As proud as a Nepali can be, I refuse to sign any internet petitions against the Indian Blockade. This may seem contrary to what now passes as a patriot, the sheer anti-India conception. One need not be against Indian governments (past and present) to be a patriot, one simply needs to be a true self of what one believes in, for identity is acquired not ascribed.
Nepalese people have been known for two things: Laughter and Guts. Laughter is our meaning to life while Guts provides the fuel necessary for such a mirth. I don’t believe in opening up the transit points because it will make us ultra-dependent on India once again. Yes, the blockade is illegal but it is also revelatory to Nepalese consciousness. In the name of helping its neighbors, Indian governments have offered loans, bi-lateral agreements, investments, multi-million projects to Nepal, and shamefully, we have accepted it as a token of goodwill since Day 1 (First Five Year Plan, 1956). One thing that I have come to observe is that International politics is never about politics, it is always economic in nature, protecting one’s investments through any means necessary; corruption, nepotism, destruction of local businesses, dependence on third parties, direct/indirect political interference among others, which we are well acquainted with.

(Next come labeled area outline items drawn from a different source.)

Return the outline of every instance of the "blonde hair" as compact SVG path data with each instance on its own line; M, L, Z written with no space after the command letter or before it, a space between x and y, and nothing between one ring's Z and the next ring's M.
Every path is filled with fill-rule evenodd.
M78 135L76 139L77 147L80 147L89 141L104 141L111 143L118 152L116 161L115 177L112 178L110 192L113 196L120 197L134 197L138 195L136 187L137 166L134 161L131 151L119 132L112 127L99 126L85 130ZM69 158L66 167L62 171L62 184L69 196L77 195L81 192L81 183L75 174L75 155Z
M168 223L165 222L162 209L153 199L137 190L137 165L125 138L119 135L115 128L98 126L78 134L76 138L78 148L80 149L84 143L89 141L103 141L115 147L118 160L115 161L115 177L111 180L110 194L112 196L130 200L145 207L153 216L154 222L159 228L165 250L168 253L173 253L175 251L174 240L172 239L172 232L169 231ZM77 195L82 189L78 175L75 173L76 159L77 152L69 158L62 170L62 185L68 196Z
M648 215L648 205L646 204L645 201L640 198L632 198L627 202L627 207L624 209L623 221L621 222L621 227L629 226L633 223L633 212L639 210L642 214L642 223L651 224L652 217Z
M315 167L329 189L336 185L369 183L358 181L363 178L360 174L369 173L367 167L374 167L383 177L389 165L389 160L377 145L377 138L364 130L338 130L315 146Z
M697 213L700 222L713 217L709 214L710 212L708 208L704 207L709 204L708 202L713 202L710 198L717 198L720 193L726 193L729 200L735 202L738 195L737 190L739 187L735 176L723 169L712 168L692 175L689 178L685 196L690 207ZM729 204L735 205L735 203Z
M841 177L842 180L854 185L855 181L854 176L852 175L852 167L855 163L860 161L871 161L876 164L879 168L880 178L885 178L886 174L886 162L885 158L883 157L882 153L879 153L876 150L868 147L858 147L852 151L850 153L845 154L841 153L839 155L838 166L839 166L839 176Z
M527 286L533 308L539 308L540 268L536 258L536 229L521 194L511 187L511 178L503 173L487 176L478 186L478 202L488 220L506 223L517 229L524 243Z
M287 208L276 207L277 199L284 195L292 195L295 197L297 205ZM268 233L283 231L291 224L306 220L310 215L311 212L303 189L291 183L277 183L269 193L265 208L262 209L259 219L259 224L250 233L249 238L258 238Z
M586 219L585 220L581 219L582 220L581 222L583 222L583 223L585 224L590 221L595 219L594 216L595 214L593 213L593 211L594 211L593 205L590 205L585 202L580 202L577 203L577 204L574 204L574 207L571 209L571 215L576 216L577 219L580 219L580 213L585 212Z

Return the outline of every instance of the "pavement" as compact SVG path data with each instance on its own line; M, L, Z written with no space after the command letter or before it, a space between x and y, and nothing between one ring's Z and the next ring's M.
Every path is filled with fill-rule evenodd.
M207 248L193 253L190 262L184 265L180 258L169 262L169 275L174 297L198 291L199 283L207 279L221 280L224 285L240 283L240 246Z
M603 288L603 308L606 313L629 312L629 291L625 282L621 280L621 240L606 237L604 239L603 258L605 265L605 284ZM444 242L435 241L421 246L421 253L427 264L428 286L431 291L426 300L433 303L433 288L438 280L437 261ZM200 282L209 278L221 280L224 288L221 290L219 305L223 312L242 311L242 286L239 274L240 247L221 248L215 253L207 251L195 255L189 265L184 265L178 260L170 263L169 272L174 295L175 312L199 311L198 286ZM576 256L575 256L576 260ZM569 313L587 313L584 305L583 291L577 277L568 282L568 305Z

Look what we have to show for ourselves! Lofty stories of Gurkha Regiments and a melting Mt. Everest. A mere 5.1% of GDP and $2400 for GDP per capita (CIA World Fact Book, 2014) and other low, insipid data and charts representing bleakness of our plight.
Once the blockade is undone, we are going to be back on the same path. One shouldn’t care about what India speaks and interprets but what we as a nation stand for. When I thought about Nepal it was a hopeless case of unity. I thought we are never going to be a united country, having more than a hundred of ethnic groups and 123 languages spoken (CBS, 2011), without an element that could unify, we were a doomed nation. One can argue that anti-Indian sentiments are unifying elements but what commences from hate never bodes well. One should plainly refute it on the grounds of propriety. Then a miracle happened, Earthquake! Which symbolizes the path that we should tread on. The destruction of past faults to create new. Never had Nepal been so unified as a nation. The spirit still lingers.
Liberalization, Privatization and Globalization (LPG) were initiated through multiparty democracy in Nepal in the 90’s. It opened up a wide range of possibilities for business in Nepal but us imbeciles, let it go the Indian way. We are a flop on this matter. But why? Is it because the Indian governments were shrewd in diplomacy or is it our own misdoings. Let’s look at ourselves from head to toe, what have we for ourselves. And this blockade, it’s a sign of fresh constitution, a fresh start for us. Why should we go back on Indian dependence now. Yes, it’s harsh but Rome wasn’t built in a day either. Let it be known to the world that we can sustain ourselves, which of course, without a shred of doubt we can. Also, let’s make some logical amendments on our constitution that truly addresses the Madhesh issues. It is in certes, an injustice to them for they have some valid demands and some are allegedly Indian demands. With more than 50% of our population residing in Terai of which 22% are identified as Madheshis (Both indigenous and immigrants from India), it is imperative that amendments to facilitate equity based policies should speed up before the demarcation comes into practice. Since 2006, Distributive justice has been the basis on which people’s participation is facilitated, it should be continued till equality is achieved.
So how do we achieve equality in an underdeveloped country which is pervasively dependent on India for its economic and political development? Through China? No! Another cycle of dependency will ensue. We need to take this blockade by its throat and do what every developed countries in the world has rudimentarily done, let the means of production be local.
Let’s be gutsy and let’s smile on the face of despair like our ancestors were known for.